Adkins sat down next to her; the four of them, now two by two, on opposite sides of the table. Zoe opened the discussion.

“So, we are all convinced that our client is innocent of murder?”

.The three other heads nodded. Zoe moved on.

.“However, we know his alibi is both false and a stinker. Because at the time of the murder he was with his friend Mark Chaplin. Something he refuses to testify to in court, believing, with some justification, it will lead to all sorts of questions about his sexual orientation and his relationship with the son of a senior policeman. The contribution from Jerry Wharton, although well intentioned, has served only to complicate matters. The police will take the deceased’s confession into account, but they might decide not to believe it; given that Mr Wharton was dying and never likely to be questioned about it.”

She looked at Adkins. “Neil, if you were DCI Bridge, what is the first question you would ask concerning the death note?”

“Is this death linked to anything else we are currently investigating?”

“And the next question?”

“Is there any person, linked to this and anything else we are currently investigating?”

“And if so, that person is?...”

She looked around the table.

“Me,” Grover said.

“And that might be enough for Bridge to start making connections. He’s a very bright copper. All he needs is a moment of doubt, or intuition”

“And he won’t need either of those, if he begins to suspect that Wharton was protecting Harry,” Adkins said. “Which he will do, as soon as we disclose.”

Zoe looked around again, inviting responses. Mel tossed a guineas worth into the discussion.

“Once the evidence is out there and all relationships are known, there’s another question to ask. Why would Jerry Wharton kill Nick Hope and then be careless enough to implicate Harry?”

“He wouldn’t,” Grover said.

“We know that,” Mel said. “But the police don’t. As we’ve already discussed, they don’t know about the relationship.”

“Not yet,” Zoe said.”

There was a long silence. They had talked themselves around in a circle. The sound of a telephone ringing across the corridor, seeped into the room. Adkins weighed in with another idea.

“The prosecution has neither the address book, nor the bank statements. So we’re still ahead.” He turned to Zoe. “For how long? What’s our deadline?”

“Forty-eight hours. We have until the opening of business, Wednesday morning. At which time I need to prepare.”

Adkins looked at Grover.

“What do you think Ed?”

Grover picked up the address book. “Depends on how many suspects we unearth, from this,” he said. “But I’ve got a plan to short cut the process.”

He stopped talking. The others waited for him to go on. He said nothing more.

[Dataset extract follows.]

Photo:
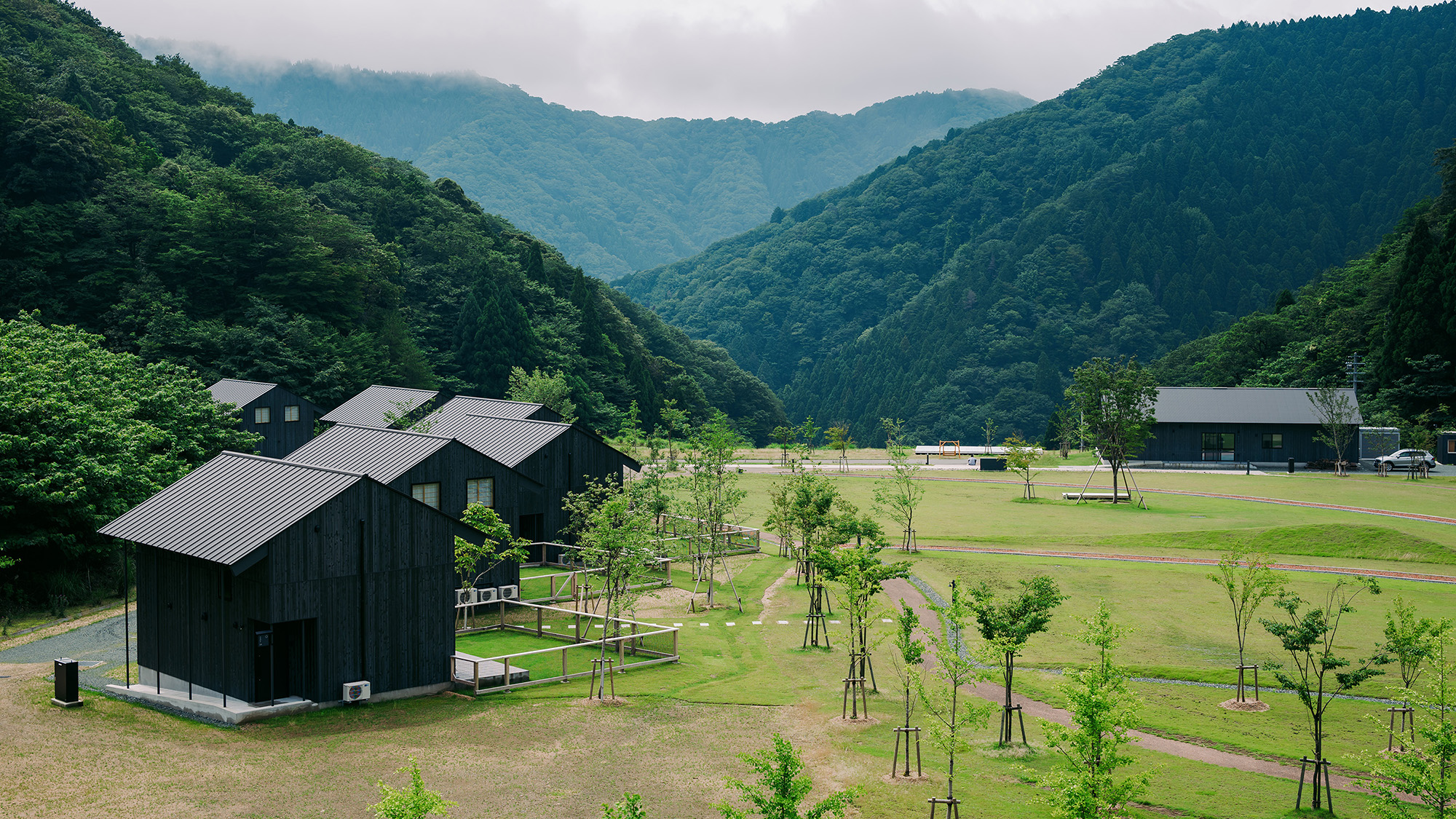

“But you’re not going to tell us what this plan is?” Zoe said.

“Only because it’s probably best you don’t know.”

Zoe tilted her head to one side and breathed out. Grover ploughed on.

“Hey come on. You’ve trusted my evidence gathering activities so far. Let me finish this on my own. That way, if for some reason something does go wrong, none of you will be implicated.”

He looked steadfastly round the table. There were no objections. Grover looked at Zoe. Then at Adkins.

“I’ve been going through all the contacts we don’t know,” Adkins said. “Made phone calls, pulled strings. Got the number down to fourteen. One of them, TD, might be Thomas Denning. The rest…”

He nodded in Grover’s direction. Grover got to his feet.

“I need all of those names and initials. But the book mustn’t leave the building. Neil, how many helping hands can you pull into this room now, to copy out the list? All names and addresses and phone numbers if they have them.”

Mel raised her arm. Adkins looked at her.

“The two of us. We’ll do it.” he said. “Along with a junior clerk if we need him. We’ll get it done and typed up in half an hour.”

Zoe went back to her office. Adkins found his junior clerk and put him on standby. Grover went out to reception and asked to use a phone. He made a call. Waited. It was answered at the other end.

“Hi,” he said. This is Ed Grover. Let me speak to the boss.” He waited again. Looked at the clock on the wall. He spoke again. “I need your help. I’ll be in your office by 10.30.”